L’actuel château d’Espelette n’est pas une œuvre architecturale majeure. Il s’agit d’une construction du troisième quart du XVIIe s., visiblement réalisée avec des moyens financiers limités. Malgré tout, son architecture appartient bien au courant des édifices nobles du pays basque de cette époque (Ustaritz, Bidache, Luxe Sumberraute, etc.). Il s’en inspire pour la composition d’ensemble, à pavillons, et pour certains éléments décoratifs. Pour cette raison le château d’Espelette mérite une certaine attention car représentatif de l’architecture basque d’époque baroque. La découverte, par sondages archéologiques, d’une forteresse datable du troisième quart du XVe s. , reste l’élément majeur de cette intervention. Il s’agit d’un château dont l’enceinte forme un polygone irrégulier (40 à 45 m. de longueur). L’escarpe talute une éminence naturelle retaillée (peut être une ancienne motte ?). La base des cinq tours qui flanquent ces escarpes est également bâtie directement contre le terrain naturel. Leur plan est en fer à cheval et, bien qu’elles n’aient été dégagées que partiellement, elles semblent comporter deux canonnières sur chaque face latérale, orientées en tir croisé rasant, et une archère centrale. Pour M. Faucherre, il s’agit là d’un plan hérité du shell keep britannique, si fréquent au XIIIe s. dans l’Aquitaine anglaise. Le château procède d’une formule à la fois archaïsante dans l’adaptation à l’artillerie dont la faible épaisseur des murs des tours et rationnelle dans le plan de feu adapté à ce polygone. Pour ces raisons, l’ouvrage renvoie sans équivoque à un contexte royal français, contemporain de l’époque ou le Labourd retrouve la couronne de France, mais dont les archaïsmes suggèrent l’intervention de maîtres d’œuvres locaux.

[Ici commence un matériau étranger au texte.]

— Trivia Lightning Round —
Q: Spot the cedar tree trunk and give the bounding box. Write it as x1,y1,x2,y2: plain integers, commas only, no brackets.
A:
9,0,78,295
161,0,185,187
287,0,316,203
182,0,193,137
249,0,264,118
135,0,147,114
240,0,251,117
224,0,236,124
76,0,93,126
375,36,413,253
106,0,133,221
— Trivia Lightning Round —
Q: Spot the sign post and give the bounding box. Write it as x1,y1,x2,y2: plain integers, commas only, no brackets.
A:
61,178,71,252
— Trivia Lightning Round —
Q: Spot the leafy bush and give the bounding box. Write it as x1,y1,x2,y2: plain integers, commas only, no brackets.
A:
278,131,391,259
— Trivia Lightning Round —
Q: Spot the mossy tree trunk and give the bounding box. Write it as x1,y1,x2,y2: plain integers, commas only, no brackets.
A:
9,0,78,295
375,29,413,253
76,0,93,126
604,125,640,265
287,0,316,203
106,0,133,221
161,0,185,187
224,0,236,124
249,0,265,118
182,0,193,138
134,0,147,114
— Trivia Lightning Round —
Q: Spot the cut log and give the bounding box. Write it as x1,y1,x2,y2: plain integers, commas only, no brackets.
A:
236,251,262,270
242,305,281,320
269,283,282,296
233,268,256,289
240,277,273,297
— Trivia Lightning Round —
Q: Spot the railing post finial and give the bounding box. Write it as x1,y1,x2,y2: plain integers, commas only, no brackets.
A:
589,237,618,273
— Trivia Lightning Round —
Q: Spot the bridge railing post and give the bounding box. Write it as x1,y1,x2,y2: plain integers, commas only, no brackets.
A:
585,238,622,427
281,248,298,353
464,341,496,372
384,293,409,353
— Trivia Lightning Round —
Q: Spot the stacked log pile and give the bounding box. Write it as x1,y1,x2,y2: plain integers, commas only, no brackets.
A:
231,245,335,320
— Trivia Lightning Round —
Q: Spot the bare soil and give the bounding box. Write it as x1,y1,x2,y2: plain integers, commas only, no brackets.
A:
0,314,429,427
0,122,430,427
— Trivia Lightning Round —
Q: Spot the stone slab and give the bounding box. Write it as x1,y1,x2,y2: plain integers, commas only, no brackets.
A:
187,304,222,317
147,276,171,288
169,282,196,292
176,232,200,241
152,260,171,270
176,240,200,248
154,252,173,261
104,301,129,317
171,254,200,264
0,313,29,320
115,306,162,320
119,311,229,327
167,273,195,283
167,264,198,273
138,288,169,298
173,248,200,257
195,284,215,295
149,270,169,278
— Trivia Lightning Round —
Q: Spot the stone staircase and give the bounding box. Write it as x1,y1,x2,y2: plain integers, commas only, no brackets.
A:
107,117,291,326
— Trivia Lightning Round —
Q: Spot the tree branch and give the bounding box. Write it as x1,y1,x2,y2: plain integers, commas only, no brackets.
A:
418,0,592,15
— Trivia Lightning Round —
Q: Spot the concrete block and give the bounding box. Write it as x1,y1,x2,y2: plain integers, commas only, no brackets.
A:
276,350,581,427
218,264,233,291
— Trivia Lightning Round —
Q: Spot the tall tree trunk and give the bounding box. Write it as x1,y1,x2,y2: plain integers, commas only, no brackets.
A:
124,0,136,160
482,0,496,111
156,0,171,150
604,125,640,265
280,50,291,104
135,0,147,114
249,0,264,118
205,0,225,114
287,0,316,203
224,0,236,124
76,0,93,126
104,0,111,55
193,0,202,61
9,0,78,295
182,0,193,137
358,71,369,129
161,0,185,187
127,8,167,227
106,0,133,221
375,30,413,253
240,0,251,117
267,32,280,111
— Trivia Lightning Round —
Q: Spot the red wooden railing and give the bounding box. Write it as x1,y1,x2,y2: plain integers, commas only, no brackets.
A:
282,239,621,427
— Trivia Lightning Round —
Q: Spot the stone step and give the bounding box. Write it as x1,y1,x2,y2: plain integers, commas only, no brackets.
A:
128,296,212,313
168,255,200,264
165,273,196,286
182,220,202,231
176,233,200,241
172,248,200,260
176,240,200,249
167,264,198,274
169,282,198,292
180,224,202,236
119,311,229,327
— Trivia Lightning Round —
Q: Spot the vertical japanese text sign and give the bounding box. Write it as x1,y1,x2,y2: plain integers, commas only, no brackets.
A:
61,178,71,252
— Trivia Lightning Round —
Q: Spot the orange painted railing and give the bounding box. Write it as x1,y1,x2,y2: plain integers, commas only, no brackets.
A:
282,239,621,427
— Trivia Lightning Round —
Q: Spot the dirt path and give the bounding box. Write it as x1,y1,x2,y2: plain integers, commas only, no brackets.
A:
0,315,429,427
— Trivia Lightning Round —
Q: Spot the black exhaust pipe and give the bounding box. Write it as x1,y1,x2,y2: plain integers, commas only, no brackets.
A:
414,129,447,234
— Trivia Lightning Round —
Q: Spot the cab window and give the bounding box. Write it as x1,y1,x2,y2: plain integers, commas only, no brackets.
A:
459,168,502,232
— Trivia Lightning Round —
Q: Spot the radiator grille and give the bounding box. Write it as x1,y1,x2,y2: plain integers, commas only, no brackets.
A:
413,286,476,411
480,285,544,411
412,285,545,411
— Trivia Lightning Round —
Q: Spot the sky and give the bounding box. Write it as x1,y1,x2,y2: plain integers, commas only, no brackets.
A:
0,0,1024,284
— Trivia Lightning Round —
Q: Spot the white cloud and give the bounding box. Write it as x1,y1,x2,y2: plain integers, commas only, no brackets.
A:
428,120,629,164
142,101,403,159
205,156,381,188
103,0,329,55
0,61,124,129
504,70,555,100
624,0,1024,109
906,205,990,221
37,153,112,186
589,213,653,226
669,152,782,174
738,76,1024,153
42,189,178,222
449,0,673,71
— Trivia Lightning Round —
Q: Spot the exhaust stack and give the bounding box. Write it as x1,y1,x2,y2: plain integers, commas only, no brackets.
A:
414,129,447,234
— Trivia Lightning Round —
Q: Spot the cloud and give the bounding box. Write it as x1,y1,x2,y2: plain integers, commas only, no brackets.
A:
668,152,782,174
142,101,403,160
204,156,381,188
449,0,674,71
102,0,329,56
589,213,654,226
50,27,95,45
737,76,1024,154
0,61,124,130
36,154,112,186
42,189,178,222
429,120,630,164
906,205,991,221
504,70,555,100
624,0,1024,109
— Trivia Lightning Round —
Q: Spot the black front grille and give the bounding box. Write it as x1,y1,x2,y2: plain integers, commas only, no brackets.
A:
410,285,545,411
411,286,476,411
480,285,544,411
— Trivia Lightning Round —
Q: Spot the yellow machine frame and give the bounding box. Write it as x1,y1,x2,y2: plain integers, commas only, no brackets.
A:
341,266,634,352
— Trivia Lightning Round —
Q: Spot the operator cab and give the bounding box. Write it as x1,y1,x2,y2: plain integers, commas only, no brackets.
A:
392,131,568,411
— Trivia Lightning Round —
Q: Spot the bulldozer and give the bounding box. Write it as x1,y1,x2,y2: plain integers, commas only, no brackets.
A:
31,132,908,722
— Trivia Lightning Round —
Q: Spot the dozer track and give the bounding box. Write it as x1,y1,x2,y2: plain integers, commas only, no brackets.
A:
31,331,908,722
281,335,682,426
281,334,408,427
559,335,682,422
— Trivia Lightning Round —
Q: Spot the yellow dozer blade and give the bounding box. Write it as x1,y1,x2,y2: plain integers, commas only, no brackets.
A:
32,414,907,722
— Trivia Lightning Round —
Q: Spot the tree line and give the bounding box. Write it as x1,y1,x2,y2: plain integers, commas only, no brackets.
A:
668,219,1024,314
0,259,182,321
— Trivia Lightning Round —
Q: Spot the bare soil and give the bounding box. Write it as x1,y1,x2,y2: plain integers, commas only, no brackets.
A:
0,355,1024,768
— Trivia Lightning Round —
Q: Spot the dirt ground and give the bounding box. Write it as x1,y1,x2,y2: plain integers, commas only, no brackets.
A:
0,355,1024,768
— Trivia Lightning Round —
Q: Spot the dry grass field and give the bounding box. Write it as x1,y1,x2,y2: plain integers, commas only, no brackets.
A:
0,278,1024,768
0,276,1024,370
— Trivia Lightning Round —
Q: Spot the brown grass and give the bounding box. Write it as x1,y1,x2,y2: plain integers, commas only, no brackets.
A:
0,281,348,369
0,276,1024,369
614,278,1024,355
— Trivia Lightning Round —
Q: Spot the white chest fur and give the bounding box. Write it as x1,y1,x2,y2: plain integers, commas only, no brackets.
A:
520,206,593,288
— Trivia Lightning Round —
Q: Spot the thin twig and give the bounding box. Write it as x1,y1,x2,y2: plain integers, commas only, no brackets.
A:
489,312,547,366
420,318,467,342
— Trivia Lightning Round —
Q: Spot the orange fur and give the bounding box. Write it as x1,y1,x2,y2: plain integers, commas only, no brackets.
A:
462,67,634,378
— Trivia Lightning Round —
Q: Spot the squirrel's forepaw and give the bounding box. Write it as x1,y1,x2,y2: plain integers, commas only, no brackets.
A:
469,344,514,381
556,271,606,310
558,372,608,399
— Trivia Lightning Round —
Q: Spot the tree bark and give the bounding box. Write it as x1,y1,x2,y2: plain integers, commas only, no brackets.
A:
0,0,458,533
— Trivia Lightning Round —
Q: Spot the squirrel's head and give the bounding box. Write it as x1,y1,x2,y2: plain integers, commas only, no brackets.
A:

Plusieurs questions restent en suspens quant à la connaissance complète de cet édifice : son accès n’a pas été clairement identifié; le sommet de la plate forme n’a pas révélé de traces d’occupation conséquentes (mais il n’est pas exclu que subsistent les vestiges des bâtiments intérieurs du château); l’intérieur des tours n’a pas été reconnu; on ignore tout des protections du château au sud, peut être assurées par un fossé et des casemates. On ne peut qu’espérer des investigations complémentaires qui permettraient de répondre à ces questions lors d’éventuels dégagements et mise en valeur de ces vestiges.

Bernard POUSTHOMIS et Sandrine CONAN

 

1999

En 1997 une campagne de sondages archéologiques réalisée à la périphérie du « Château Jauréguia » (XVIIe siècle), à Espelette, avait mis au jour les vestiges d’une fortification de la fin du Moyen Âge. La Mairie souhaitant le dégagement complet de cet édifice, un suivi archéologique des terrassements et une étude complète du bâti ont été réalisés en février et mars 1999.

Un édifice cohérent Le plan du château est conservé presque en entier et les élévations encore conséquentes forment une enceinte talutée, en forme de polygone irrégulier, flanquée de cinq tours creuses.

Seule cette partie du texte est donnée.